The Captain inspects the division next to us and says something sharp to the midshipman in charge of that division, Mr. Wemple, fourteen years old if he's a day, and Mr. Wemple turns bright red but keeps his head up 'cause hangin' your head ain't allowed in officers, even if they want to do it and I can tell Mr. Wemple really wants to do it and crawl away and hide but instead he says, "Yes, Sir, beggin' your pardon, Sir, I'll see to it right away, Sir."

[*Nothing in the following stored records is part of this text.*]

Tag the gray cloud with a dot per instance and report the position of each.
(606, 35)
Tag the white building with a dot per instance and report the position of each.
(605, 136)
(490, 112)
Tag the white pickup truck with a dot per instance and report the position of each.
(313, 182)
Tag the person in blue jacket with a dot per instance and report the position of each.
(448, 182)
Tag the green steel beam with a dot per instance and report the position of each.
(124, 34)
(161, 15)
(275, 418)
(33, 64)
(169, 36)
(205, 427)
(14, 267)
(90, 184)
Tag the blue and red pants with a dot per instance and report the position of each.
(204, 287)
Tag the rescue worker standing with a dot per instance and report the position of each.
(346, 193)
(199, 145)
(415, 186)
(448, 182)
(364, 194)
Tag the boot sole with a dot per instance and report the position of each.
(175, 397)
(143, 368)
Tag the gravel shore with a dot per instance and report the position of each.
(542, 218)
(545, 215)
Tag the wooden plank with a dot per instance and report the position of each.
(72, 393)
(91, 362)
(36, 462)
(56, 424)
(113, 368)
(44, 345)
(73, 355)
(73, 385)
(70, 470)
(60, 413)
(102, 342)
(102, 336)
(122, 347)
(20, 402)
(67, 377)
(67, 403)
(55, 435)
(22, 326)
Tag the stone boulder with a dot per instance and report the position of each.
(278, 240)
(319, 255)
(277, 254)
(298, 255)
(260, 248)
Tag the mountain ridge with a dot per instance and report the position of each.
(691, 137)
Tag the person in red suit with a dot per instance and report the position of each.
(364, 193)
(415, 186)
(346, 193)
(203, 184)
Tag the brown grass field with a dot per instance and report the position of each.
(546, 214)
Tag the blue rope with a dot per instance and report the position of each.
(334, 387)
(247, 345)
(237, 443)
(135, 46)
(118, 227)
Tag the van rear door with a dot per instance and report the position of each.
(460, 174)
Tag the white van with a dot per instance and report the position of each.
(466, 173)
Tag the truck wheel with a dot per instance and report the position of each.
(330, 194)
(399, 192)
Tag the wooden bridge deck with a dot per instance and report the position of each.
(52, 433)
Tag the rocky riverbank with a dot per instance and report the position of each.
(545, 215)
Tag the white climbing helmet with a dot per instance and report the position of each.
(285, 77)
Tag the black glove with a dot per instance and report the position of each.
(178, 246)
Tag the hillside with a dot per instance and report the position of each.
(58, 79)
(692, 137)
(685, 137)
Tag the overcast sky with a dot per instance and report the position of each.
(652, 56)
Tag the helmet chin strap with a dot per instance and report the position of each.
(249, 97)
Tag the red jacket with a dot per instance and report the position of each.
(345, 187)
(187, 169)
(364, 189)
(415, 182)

I dares to steal a look at Captain Locke out of the corner of me eye. He's got the grandest uniform of any of the officers, with a jacket of the deepest blue velvet and shiny gold buttons and gold swabs on his shoulders and pants just the creamiest white with nary a spot on 'em. He's got gray hair under his fine cockaded hat and a long nose and the fiercest eyes under his craggy brows and a mouth that looks like it could snap an unlucky ship's boy in half. I starts quiverin' to be standin'
so close to such a man, a man who could have me poor self pitched over the side and suffer nothin' for it.
The Captain leaves Mr. Wemple in his despair and walks by us. We boys ain't been assigned to divisions yet so we're just standing in our kip between the two cannons, our blankets and gear in a pile behind us. We're tryin' to look military and stand up straight and all with our fists down to our sides and we hopes the Captain goes right by us, being not worthy of notice, but it don't happen.
He turns and puts his baleful eye upon us and our kip. We cringes.
"Good God!" he roars, and I about wets me pants. "These boys are filthy and this is a sty! Take them out and hose them off right now! I'll not have them at Church looking like this! They are an abomination!"
He's got a voice like thunder and damnation and he seems right steamed about our natural squalor, and I'm tremblin' away, shakin' on me pins and tryin' not to faint from fear when he looks at me and his gaze goes over me shorn head and his eyes widen.
"And carbolic soap, too!" he shouts. "This one has lice, by God! Lice! And on my ship!"
Well, of course I have nits, thinks I through all my fear and confusion. It's summer, ain't it?
The Bo'sun herds us out directly, himself in no fine mood, thinkin' that we're the ones to blame for his low standin' in the Captain's eyes and I reckons he's right, but right now I'm not thinkin' of the Bo'sun's station in life, I'm thinkin' of how I'm gonna be discovered in the most humiliatin' way, all starkers out there on the deck to the hoots and cries of all till they puts me overboard. I've heard they have put girls over the side as they're supposed to be bad luck and I hopes they at least gives me a barrel to cling to and, Oh, dear God, please.